C - Determining all if all even bits are set to 1

Determine if all even place bits (counting from left to right) are set to 1. For instance, 0101 0101 would count whereas 1011 1000 would not count.

If the the bit has 1's in all even places, return 1, or else return 0.

Constraints: must only use bitwise operators. Cannot use conditionals. Biggest integer you can use in an expression is 0xFF.

Here is my code:

int allEvenBits(int X) {
    int x1 = !((X & 0x55) ^ 0x55);
    int x2 = !(((X >> 8) & 0x55) ^ 0x55);
    int x3 = !(((X >> 16) & 0x55) ^ 0x55);
    int x4 = !(((X >> 24) & 0x55) ^ 0x55);
    return x1 + x2 + x3 + x4;

}

The above returns 1 for the following: 1011 0010 1001 0010 1011 1001 1111 1111

How can I modify this to make it work with the constraint?
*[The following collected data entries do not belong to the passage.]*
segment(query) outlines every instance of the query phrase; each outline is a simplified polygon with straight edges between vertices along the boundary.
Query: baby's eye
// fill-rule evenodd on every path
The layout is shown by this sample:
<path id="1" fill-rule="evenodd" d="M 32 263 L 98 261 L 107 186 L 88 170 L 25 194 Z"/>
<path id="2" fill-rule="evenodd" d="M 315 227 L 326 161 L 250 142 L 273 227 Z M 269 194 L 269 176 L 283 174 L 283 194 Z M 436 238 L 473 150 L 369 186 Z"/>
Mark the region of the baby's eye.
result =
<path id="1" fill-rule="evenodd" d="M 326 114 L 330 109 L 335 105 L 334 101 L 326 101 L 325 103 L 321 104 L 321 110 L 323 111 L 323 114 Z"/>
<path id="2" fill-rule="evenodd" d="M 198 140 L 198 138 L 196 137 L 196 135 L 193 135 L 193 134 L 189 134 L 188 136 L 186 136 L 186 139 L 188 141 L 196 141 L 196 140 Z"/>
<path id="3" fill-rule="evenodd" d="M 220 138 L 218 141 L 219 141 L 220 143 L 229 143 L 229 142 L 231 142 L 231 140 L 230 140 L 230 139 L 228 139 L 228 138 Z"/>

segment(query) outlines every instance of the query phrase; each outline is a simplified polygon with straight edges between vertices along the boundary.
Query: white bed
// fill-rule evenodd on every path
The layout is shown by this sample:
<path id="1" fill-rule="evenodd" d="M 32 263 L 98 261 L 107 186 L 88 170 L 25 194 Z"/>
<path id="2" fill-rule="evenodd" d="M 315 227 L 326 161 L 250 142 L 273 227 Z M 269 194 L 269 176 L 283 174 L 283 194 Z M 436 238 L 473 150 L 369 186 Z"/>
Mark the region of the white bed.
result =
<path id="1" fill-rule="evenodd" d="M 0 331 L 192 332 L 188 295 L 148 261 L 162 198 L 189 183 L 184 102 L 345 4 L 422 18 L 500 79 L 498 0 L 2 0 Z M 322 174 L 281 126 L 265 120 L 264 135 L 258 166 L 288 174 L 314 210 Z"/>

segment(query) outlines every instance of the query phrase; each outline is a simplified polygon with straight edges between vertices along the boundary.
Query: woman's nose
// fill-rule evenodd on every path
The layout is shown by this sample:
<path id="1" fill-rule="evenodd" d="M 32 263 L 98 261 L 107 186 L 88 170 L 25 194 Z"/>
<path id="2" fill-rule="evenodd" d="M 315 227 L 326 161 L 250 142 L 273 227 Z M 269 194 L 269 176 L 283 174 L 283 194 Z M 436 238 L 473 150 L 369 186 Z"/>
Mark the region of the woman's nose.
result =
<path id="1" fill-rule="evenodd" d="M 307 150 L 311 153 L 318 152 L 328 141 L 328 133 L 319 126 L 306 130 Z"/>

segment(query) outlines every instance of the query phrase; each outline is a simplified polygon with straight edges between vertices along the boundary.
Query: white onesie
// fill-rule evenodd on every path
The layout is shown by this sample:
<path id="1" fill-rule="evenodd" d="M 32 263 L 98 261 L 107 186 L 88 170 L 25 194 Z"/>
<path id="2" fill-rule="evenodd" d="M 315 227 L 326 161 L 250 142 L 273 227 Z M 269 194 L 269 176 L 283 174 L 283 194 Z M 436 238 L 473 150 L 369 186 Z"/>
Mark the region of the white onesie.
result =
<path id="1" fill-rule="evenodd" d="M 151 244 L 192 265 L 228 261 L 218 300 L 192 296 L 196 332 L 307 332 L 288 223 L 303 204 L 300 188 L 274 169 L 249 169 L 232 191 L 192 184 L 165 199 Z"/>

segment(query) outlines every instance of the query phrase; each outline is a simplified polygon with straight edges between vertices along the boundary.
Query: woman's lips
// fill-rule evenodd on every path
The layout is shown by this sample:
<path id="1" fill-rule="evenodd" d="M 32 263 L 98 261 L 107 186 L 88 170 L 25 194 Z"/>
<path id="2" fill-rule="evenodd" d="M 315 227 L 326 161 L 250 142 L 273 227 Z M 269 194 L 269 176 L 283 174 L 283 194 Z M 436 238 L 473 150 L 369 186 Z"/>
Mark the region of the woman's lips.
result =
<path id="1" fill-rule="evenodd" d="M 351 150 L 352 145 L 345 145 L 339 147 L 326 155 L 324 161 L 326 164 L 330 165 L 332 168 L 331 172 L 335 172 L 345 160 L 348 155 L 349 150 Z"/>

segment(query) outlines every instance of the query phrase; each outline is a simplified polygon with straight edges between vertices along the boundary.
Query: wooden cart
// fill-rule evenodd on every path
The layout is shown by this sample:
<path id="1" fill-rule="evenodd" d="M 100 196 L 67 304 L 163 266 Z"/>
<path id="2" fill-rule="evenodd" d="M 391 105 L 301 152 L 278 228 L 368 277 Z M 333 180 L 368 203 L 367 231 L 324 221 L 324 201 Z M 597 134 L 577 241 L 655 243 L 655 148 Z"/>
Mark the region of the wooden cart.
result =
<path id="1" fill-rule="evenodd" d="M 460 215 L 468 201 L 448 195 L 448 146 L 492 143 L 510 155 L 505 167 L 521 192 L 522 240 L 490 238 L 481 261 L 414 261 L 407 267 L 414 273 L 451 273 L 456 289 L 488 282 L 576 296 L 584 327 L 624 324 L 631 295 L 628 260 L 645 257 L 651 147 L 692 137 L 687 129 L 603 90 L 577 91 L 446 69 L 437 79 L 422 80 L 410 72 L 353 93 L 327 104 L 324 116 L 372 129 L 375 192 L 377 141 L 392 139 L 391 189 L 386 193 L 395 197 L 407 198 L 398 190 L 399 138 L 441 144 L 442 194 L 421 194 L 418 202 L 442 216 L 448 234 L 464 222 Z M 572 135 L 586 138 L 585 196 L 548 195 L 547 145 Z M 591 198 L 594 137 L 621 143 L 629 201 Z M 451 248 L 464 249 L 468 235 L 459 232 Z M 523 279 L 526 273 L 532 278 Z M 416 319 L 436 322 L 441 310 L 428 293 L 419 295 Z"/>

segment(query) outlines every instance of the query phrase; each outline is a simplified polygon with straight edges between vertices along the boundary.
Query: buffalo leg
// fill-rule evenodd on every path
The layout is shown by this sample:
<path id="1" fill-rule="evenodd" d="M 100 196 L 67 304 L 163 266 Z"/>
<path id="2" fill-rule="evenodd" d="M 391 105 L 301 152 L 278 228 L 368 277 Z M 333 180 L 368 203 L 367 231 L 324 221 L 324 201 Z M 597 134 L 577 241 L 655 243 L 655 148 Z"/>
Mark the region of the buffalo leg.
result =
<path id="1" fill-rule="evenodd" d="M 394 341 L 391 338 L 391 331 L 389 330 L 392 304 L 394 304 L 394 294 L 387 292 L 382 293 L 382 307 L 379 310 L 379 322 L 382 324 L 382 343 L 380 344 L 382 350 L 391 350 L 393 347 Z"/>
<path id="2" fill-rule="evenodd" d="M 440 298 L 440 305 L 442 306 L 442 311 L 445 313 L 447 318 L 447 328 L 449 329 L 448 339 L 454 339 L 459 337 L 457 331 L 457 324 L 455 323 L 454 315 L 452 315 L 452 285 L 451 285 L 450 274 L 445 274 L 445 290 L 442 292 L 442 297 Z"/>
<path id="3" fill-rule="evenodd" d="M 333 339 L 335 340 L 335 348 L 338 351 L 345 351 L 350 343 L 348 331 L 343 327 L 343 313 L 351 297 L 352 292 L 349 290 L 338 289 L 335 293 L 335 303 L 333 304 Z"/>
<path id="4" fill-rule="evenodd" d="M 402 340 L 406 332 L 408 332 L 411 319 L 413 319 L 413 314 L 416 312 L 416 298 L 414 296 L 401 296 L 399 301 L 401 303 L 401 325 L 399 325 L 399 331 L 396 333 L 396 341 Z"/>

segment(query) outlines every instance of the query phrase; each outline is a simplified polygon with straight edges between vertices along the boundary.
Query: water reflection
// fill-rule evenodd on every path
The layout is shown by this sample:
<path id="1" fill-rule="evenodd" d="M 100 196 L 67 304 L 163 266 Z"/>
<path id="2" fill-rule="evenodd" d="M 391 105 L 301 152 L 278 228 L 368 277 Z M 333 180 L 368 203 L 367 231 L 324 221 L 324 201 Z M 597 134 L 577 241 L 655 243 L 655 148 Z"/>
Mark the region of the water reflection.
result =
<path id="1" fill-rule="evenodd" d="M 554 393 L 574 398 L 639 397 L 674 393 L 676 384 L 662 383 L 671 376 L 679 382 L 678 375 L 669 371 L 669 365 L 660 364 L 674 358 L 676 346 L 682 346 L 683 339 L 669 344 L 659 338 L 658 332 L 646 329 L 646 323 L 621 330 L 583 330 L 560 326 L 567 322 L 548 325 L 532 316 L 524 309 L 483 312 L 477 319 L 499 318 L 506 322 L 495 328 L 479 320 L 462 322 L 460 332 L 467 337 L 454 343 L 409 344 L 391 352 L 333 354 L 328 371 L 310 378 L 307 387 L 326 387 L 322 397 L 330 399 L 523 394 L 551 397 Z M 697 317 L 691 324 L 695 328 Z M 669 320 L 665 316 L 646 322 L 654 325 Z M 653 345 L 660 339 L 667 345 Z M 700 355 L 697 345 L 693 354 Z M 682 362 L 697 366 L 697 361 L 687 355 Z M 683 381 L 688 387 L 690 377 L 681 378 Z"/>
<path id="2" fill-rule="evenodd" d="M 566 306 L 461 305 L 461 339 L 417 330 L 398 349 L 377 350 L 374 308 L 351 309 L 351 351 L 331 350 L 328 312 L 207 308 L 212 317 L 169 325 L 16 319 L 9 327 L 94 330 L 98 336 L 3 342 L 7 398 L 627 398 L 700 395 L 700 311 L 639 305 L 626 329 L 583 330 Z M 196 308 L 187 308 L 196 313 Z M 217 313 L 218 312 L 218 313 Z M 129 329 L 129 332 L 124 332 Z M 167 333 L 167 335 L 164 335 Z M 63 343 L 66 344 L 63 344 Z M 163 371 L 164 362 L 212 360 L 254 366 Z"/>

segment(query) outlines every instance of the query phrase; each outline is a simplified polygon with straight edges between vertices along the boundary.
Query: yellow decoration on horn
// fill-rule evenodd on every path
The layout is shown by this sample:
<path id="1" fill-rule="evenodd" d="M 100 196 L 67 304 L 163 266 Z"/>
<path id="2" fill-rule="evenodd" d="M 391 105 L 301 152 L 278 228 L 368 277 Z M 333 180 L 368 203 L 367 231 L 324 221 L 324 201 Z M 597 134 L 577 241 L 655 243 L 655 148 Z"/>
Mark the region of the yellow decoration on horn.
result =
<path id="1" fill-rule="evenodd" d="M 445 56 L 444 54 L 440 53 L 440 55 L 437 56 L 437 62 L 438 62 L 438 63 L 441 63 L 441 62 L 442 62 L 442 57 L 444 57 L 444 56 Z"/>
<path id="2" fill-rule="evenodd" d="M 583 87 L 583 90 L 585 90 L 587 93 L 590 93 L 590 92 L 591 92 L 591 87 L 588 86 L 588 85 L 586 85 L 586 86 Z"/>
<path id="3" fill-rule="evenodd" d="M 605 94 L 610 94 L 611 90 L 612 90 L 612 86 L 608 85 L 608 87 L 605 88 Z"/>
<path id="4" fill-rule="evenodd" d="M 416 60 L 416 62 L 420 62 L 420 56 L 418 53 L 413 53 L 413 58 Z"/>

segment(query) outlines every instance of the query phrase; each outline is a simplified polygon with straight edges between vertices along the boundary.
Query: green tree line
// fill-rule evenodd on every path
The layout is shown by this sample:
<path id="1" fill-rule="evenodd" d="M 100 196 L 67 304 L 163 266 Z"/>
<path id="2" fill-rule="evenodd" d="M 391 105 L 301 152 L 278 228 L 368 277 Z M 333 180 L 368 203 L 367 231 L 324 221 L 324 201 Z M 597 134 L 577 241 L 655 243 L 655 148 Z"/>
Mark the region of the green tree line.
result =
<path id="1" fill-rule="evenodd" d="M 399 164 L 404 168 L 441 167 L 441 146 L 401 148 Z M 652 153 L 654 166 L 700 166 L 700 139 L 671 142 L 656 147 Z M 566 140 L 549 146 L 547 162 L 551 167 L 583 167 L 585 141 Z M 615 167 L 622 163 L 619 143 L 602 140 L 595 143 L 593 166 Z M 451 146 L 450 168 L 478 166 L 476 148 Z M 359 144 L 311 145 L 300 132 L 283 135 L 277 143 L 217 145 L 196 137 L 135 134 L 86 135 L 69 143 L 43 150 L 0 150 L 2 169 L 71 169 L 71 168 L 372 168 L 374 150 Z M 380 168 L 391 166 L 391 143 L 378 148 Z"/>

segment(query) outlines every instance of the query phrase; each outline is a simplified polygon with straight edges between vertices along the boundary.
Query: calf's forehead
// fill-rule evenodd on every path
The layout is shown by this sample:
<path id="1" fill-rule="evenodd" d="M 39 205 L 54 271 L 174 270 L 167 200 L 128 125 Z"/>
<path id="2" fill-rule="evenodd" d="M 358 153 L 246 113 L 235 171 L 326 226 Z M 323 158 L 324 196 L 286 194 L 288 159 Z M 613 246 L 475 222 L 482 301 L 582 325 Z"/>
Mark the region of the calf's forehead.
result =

I didn't downvote, but the question specifies that the biggest constant you're allowed to use is 0xFF

@user3386109: Saw that restriction too late, though changed then.

This is a very nice solution and works perfectly. I am a beginner in C. If you wouldn't mind, can you explain how this logic works? Specifically, I don't understand what the operators &= do.

x &= x >> 16 is shorthand (valid C) for x = x & (x >> 16) . The same way x += 5 is the same as x = x + 5

Yeah, this is one of those silly puzzle questions that requires a sub-optimal solution, for no particular reason.

I'm not sure == would be allowed.

I still don't get how it works, especially why only needs to count 16?

@SittingBull: It's not really counting; it's more like a binary expansion. Each of the statements in turn effectively tears the integer in half and combines the two halves with a bitwise and. So if you start with 32 bits (the assumption), then the first half is 16 bits from the end.